Insgesamt 16 Prozesse, elf Straf- und fünf Zivilverfahren, werden in dem Band des Rechtshistorikers Detlef Liebs vorgestellt. Er ist ansprechend und locker geschrieben. Das zeitliche Spektrum deckt die gesamte römische Geschichte von der Frühzeit (Horatierprozess) bis in die Spätantike (Donatistenstreit, die Verurteilung des Priscillian) ab. Dem Verfasser geht es dabei weniger um eine systematische Darstellung des römischen Gerichtswesens in allen Einzelheiten. Im Zentrum steht vielmehr die Gerichtspraxis, in der er einen permanent arbeitenden Motor für die Fort‧entwicklung des römischen Rechts sieht. Damit rücken insbesondere die Richter selbst in den Vordergrund.

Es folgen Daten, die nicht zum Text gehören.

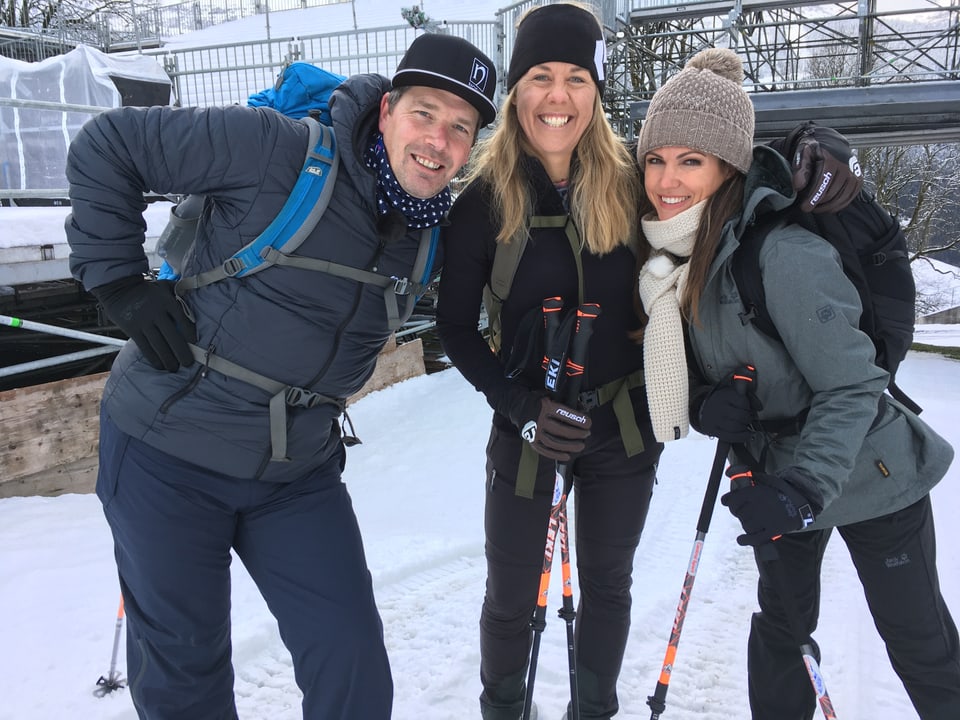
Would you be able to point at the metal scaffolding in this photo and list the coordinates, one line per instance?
(797, 49)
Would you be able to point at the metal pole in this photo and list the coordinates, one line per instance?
(58, 360)
(65, 332)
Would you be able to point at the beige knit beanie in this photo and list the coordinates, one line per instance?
(703, 107)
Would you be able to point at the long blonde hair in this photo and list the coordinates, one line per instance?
(605, 189)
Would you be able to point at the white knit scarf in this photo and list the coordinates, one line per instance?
(661, 284)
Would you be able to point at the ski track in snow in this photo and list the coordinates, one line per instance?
(425, 552)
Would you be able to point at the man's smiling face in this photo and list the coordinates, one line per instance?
(428, 135)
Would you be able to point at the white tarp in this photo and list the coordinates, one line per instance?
(33, 142)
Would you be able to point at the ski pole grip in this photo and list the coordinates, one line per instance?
(744, 378)
(577, 358)
(552, 311)
(740, 477)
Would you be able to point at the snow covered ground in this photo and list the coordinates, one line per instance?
(418, 491)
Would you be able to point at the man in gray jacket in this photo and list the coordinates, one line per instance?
(190, 467)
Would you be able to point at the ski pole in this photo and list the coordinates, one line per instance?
(768, 554)
(22, 324)
(573, 366)
(742, 380)
(113, 681)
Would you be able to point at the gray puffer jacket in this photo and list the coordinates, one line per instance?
(302, 328)
(859, 465)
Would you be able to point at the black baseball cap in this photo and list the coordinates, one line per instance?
(451, 63)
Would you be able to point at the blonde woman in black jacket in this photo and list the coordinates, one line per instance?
(554, 154)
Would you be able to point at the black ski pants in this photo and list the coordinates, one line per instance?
(174, 525)
(612, 495)
(895, 558)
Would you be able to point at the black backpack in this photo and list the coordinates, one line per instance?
(875, 258)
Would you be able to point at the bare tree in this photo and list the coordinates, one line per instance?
(45, 14)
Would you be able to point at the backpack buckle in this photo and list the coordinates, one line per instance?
(233, 266)
(301, 397)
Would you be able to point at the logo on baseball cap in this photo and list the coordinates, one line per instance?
(451, 63)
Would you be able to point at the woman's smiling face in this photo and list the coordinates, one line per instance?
(554, 104)
(677, 178)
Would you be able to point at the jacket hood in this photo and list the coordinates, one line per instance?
(768, 186)
(355, 110)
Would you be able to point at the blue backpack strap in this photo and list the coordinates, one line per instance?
(297, 218)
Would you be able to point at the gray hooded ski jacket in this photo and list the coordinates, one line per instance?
(859, 465)
(302, 328)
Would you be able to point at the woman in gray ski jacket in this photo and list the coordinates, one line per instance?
(859, 462)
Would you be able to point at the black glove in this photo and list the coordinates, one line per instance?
(555, 431)
(767, 506)
(826, 173)
(150, 315)
(726, 413)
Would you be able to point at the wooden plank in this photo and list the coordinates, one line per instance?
(49, 432)
(44, 426)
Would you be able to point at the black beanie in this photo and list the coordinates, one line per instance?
(451, 63)
(558, 33)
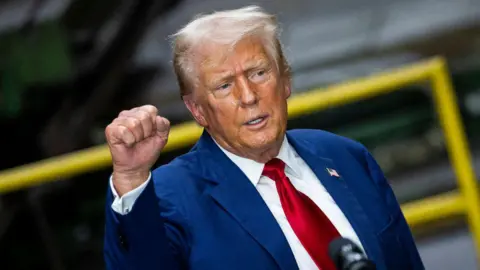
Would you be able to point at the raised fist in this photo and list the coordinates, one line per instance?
(135, 138)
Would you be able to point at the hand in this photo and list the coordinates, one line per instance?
(135, 138)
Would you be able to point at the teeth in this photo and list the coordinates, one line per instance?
(256, 121)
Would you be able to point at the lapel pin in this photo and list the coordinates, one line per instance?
(333, 172)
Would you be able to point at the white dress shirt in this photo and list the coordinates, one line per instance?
(302, 178)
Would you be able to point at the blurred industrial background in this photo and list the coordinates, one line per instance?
(67, 67)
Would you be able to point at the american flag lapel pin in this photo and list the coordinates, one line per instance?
(333, 172)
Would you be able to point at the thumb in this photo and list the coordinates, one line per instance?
(162, 125)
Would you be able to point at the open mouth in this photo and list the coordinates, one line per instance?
(256, 120)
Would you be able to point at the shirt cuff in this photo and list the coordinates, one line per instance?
(123, 205)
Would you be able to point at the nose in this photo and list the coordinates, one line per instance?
(246, 93)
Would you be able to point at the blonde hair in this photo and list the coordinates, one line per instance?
(225, 28)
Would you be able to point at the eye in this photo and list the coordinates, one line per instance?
(224, 86)
(259, 75)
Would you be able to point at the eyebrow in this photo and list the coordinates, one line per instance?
(249, 66)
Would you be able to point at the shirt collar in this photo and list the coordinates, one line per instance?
(253, 170)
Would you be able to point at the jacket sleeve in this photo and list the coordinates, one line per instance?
(386, 191)
(145, 238)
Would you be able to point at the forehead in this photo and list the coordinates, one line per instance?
(216, 58)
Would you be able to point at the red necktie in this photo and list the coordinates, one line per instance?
(312, 227)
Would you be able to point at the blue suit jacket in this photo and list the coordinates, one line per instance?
(201, 212)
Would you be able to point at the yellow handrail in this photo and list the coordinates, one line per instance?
(98, 157)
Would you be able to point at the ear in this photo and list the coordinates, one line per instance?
(287, 87)
(195, 109)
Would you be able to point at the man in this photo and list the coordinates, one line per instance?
(249, 195)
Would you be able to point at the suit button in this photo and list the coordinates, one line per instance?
(123, 241)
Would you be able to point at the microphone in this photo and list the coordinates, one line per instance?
(348, 256)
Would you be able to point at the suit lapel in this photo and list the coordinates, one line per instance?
(236, 194)
(338, 189)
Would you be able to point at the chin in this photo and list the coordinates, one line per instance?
(264, 139)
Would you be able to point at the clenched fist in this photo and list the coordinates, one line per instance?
(135, 138)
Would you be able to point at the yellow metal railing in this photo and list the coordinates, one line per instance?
(465, 201)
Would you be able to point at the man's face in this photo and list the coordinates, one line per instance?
(241, 97)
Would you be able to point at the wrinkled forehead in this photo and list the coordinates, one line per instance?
(212, 57)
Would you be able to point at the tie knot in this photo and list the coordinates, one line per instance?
(274, 169)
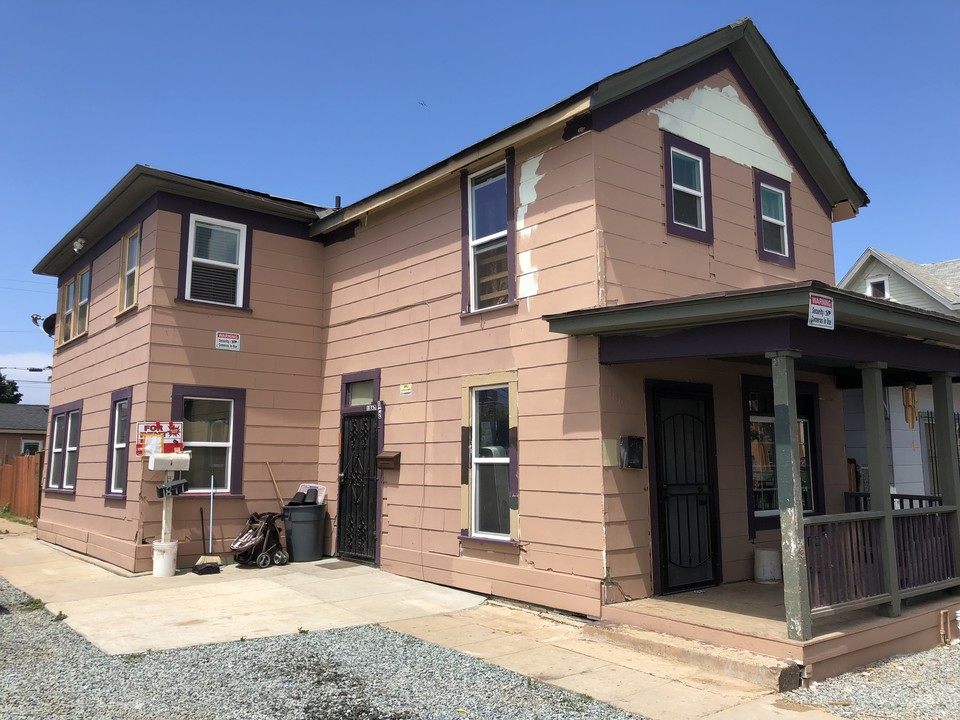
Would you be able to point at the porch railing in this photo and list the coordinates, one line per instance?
(845, 556)
(844, 562)
(924, 553)
(860, 502)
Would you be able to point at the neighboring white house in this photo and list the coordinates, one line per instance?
(931, 286)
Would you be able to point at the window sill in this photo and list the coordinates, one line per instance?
(482, 541)
(217, 495)
(512, 304)
(72, 340)
(208, 305)
(693, 234)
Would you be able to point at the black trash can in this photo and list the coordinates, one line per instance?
(303, 525)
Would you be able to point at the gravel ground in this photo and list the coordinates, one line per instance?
(48, 671)
(906, 687)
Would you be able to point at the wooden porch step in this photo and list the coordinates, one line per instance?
(762, 670)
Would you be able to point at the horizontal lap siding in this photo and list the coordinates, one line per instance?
(393, 304)
(113, 355)
(643, 262)
(278, 366)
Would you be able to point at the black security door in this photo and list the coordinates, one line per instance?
(357, 505)
(685, 490)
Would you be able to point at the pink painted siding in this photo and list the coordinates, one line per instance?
(393, 299)
(643, 262)
(165, 342)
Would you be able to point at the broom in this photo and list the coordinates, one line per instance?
(207, 564)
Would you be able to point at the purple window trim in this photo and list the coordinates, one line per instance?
(466, 306)
(64, 412)
(253, 221)
(671, 141)
(348, 378)
(185, 260)
(761, 177)
(115, 397)
(237, 432)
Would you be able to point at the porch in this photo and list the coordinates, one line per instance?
(858, 585)
(752, 617)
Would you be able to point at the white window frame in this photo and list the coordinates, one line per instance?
(875, 279)
(56, 450)
(228, 463)
(59, 478)
(118, 469)
(129, 276)
(70, 483)
(491, 173)
(782, 223)
(477, 461)
(810, 492)
(239, 267)
(688, 190)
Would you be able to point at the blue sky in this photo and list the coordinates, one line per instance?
(311, 100)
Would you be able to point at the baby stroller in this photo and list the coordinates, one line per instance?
(259, 542)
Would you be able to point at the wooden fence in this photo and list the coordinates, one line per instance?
(20, 486)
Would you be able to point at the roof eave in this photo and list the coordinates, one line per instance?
(850, 309)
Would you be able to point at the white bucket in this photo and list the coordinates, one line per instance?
(164, 558)
(766, 566)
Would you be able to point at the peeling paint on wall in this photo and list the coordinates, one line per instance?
(528, 190)
(721, 121)
(527, 285)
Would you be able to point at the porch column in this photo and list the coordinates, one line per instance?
(947, 466)
(796, 593)
(872, 374)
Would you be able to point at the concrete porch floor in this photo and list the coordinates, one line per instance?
(750, 616)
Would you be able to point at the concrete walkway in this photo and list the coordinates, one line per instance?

Dieser Fortgang des Rechts wird an einzelnen Beispielen anschaulich dargestellt, wobei jedem Exempel ein Abschnitt zur Wirkung des Prozesses beigefügt wurde. Hier werden Traditionslinien nachgezeichnet, die nicht selten bis in die aktuellen Rechtsbücher der europäischen Staaten führen. Dabei werden – anders, als der Titel suggeriert – nicht nur die tatsächlich prominenten Prozesse aus der römischen Antike, wie etwa das Verfahren gegen Jesus von Nazareth, vorgestellt. Häufiger geht es um auf den ersten Blick kleine, eher unbedeutende Streitfälle, die außerhalb der rechtshistorischen Spezialforschung bisher nur wenig Aufmerksamkeit auf sich gezogen haben, deren besondere Bedeutung vom Autor aber stets konzise herausgearbeitet wird und die lehrreiche, mitunter auch unterhaltsame Einblicke in die römische Alltagswelt vermitteln.

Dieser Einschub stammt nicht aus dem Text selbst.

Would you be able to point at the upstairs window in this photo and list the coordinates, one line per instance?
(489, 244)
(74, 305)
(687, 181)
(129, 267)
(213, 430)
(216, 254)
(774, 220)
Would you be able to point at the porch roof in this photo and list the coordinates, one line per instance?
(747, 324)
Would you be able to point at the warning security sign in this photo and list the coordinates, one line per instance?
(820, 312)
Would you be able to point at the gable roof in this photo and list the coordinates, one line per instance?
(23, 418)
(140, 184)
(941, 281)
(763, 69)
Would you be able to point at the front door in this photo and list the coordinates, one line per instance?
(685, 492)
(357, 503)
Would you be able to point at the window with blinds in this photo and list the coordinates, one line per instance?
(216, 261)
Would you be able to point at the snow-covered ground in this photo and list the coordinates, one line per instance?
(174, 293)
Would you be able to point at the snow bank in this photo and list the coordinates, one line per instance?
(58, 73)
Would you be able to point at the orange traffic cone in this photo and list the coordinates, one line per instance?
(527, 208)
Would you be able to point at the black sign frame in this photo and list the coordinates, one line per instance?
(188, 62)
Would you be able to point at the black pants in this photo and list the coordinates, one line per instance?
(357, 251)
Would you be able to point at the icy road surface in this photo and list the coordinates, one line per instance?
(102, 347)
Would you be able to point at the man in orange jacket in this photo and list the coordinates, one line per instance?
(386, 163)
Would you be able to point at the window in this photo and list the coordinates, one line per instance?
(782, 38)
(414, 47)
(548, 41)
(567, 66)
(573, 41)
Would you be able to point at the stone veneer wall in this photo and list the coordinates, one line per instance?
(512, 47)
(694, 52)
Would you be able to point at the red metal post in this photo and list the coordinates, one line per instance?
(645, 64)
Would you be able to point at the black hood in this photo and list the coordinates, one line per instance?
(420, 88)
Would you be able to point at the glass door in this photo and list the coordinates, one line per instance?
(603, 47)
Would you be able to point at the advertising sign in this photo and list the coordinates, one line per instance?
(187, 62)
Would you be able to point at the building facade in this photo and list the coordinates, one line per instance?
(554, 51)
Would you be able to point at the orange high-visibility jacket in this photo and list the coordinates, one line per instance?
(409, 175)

So wird etwa nach dem Ursprung des Rechts eines römischen Bürgers gefragt, gegen obrigkeitliche Maßnahmen an die Volksversammlung zu appellieren, oder am Beispiel der Verurteilung des Dichters Ovid die Entstehung des Kaisergerichts nachgezeichnet, die problematische Rolle des Pontius Pilatus bei der Kreuzigung Jesu herausgearbeitet und zugleich ein differenziertes Bild von der Rolle der Juden in diesem Verfahren entwickelt. Die grundlegende Bedeutung der Christenverfolgung unter Nero für den späteren Umgang mit den Christen wird diskutiert oder das unter Marc Aurel eingeführte Verbot gewaltsamer Selbsthilfe. Die kurzlebigen Versuche der Adoptivkaiser des 2. Jahrhunderts, der Sklaverei ein humaneres Gesicht zu verleihen, werden auch aufgegriffen.
Dem Verfasser ist ein informativer und zugleich gut lesbarer Überblick gelungen, der auch als Einstieg in die Geschichte der römischen Gerichtspraxis geeignet ist.